Ce bilan, s’il est bien préparé et bien communiqué, peut lui servir de trampoline. Un Premier ministre qui sort de son poste avec un bilan positif reconnu par l’opinion publique est un candidat présidentiel infiniment plus fort qu’un Premier ministre qui quitte le pouvoir dans l’ombre d’une disgrâce. Sonko le sait. Et c’est précisément pourquoi il choisit de prendre les devants, de définir lui-même le récit de ses deux années à la Primature, avant que Diomaye ne puisse le définir à sa place.
La phrase sur « ceux qui tentent de lui tourner le dos » prend ici tout son sens. Elle ne s’adresse pas aux ennemis historiques de Pastef. Elle s’adresse aux membres de la coalition qui pourraient être tentés de choisir Diomaye contre Sonko si la rupture devenait publique et formelle. C’est un message de cohésion interne autant qu’une démonstration de force.

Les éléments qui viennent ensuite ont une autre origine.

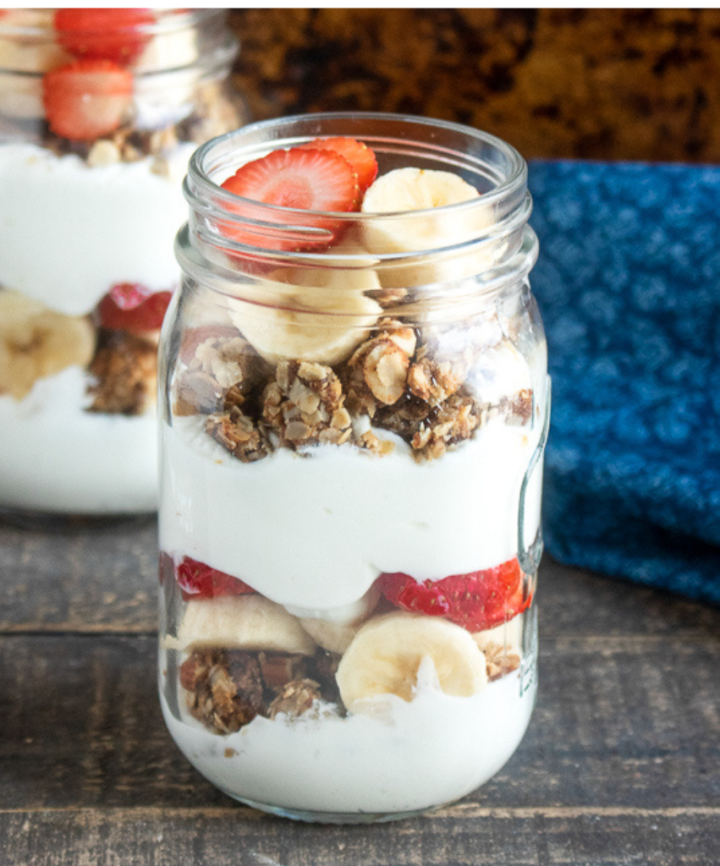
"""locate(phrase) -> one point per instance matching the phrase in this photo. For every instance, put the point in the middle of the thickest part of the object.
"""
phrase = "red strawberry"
(132, 307)
(476, 601)
(312, 180)
(359, 155)
(197, 580)
(87, 98)
(109, 34)
(193, 337)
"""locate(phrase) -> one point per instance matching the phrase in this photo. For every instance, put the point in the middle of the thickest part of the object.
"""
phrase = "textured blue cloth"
(628, 283)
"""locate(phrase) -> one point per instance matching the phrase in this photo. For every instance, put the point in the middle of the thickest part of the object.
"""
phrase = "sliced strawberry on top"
(198, 580)
(133, 307)
(476, 601)
(312, 180)
(109, 34)
(358, 154)
(87, 98)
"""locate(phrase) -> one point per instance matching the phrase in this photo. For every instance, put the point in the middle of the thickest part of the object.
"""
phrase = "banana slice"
(329, 315)
(388, 651)
(35, 342)
(334, 629)
(248, 622)
(414, 190)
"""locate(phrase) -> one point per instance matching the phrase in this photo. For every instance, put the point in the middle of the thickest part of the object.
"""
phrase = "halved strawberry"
(358, 154)
(132, 307)
(110, 34)
(476, 601)
(198, 580)
(312, 180)
(87, 98)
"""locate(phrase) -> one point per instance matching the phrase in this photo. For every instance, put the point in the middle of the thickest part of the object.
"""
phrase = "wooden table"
(621, 764)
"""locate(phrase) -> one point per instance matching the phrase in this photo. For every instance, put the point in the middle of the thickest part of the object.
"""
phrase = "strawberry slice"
(476, 601)
(359, 155)
(198, 580)
(109, 34)
(312, 180)
(87, 98)
(132, 307)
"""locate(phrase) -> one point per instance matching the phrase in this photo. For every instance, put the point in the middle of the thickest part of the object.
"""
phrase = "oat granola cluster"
(226, 689)
(395, 380)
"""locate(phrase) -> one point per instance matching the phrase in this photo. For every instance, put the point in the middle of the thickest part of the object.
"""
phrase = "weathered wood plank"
(619, 723)
(100, 578)
(235, 837)
(105, 579)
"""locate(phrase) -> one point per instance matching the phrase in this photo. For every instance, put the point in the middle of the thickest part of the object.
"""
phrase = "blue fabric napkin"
(628, 283)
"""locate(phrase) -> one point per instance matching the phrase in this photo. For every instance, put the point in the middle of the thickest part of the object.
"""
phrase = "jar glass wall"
(100, 111)
(354, 412)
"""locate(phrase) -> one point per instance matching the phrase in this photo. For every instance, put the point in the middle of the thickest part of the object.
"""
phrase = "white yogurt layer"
(314, 532)
(69, 232)
(410, 756)
(56, 457)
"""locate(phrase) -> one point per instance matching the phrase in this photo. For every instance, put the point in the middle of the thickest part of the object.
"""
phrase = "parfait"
(100, 110)
(355, 404)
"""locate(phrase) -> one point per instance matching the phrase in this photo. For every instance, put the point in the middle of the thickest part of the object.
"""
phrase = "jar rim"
(199, 184)
(166, 20)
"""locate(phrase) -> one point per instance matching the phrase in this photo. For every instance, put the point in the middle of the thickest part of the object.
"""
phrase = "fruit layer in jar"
(339, 524)
(95, 136)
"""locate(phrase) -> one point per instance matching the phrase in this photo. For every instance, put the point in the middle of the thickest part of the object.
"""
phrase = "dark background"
(586, 83)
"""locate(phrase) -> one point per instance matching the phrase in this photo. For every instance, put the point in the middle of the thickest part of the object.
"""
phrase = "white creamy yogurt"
(69, 232)
(314, 532)
(56, 457)
(432, 750)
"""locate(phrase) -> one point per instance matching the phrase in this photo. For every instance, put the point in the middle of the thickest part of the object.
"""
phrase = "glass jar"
(100, 111)
(355, 409)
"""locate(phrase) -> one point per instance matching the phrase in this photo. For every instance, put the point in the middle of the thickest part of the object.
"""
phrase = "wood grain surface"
(620, 764)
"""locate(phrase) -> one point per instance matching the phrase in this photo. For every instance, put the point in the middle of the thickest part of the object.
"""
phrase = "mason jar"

Ce que cette séquence dit du Sénégal
Le Sénégal qui se présentait depuis des décennies comme le modèle de démocratie stable en Afrique de l’Ouest est en train de vivre quelque chose d’inédit. Pas un coup d’État. Pas une répression. Pas une rupture constitutionnelle. Quelque chose de plus subtil et potentiellement plus durable — une coalition au pouvoir qui se divise à vue d’œil, deux leaders qui ne partagent plus la même lecture de ce qu’ils ont construit ensemble, et un pays qui regarde sans très bien savoir de quel côté sera demain.

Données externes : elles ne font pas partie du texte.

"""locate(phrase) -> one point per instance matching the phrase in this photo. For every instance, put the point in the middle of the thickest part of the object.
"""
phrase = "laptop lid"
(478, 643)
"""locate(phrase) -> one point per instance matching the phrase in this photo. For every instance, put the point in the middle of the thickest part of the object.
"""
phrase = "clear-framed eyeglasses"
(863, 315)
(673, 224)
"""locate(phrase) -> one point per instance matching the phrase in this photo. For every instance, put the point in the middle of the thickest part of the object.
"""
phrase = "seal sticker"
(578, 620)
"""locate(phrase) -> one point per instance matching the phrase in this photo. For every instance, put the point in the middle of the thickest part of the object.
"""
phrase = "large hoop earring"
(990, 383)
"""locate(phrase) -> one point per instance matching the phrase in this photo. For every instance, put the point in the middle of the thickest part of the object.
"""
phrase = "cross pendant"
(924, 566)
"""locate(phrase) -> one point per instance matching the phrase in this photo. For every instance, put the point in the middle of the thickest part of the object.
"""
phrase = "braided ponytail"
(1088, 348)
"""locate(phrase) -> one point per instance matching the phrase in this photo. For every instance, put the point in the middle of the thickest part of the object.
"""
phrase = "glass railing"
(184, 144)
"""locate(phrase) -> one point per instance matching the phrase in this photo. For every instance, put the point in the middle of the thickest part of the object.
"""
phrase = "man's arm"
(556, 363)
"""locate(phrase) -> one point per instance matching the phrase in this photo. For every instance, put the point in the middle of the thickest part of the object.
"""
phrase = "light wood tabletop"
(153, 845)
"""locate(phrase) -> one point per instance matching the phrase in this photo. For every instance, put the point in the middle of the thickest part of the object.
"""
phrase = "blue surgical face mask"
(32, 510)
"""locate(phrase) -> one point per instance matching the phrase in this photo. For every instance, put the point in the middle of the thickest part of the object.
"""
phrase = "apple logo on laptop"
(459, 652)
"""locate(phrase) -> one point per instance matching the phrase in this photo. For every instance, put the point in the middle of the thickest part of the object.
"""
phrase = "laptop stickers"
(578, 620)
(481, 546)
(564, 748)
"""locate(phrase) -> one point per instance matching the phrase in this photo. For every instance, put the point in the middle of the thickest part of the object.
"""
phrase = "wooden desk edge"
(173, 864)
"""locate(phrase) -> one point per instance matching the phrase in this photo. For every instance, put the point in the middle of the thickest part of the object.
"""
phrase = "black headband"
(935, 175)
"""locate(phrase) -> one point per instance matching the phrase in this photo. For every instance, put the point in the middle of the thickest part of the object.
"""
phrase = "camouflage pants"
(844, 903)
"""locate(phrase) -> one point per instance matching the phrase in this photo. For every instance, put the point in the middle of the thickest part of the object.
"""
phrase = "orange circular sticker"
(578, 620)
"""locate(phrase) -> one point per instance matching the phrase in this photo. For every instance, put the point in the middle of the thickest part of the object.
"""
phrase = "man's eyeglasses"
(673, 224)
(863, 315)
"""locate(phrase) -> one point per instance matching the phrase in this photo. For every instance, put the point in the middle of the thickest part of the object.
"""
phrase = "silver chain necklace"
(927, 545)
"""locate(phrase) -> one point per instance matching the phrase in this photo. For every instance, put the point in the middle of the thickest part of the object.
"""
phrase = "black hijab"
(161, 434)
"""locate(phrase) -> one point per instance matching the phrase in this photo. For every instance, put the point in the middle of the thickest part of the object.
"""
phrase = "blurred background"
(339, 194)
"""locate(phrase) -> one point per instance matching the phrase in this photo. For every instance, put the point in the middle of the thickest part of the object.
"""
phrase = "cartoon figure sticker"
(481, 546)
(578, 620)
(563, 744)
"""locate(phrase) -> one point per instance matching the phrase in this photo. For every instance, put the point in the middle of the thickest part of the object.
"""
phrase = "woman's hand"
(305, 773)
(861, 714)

Ce qui est en jeu derrière ce bras de fer n’est pas seulement la présidentielle de 2029. C’est la question fondamentale de savoir qui est vraiment le patron. Diomaye a la Constitution. Sonko a le parti. Dans les démocraties solides, la Constitution l’emporte toujours. Dans les partis à fort ancrage populaire, le fondateur résiste longtemps. Au Sénégal, en mai 2026, personne ne peut dire avec certitude lequel des deux finira par céder.
Ce qui est certain, c’est que le silence qui régnait entre les deux hommes a pris fin ce week-end. Et quand les alliés commencent à se parler en public, c’est souvent parce qu’ils ne savent plus se parler en privé.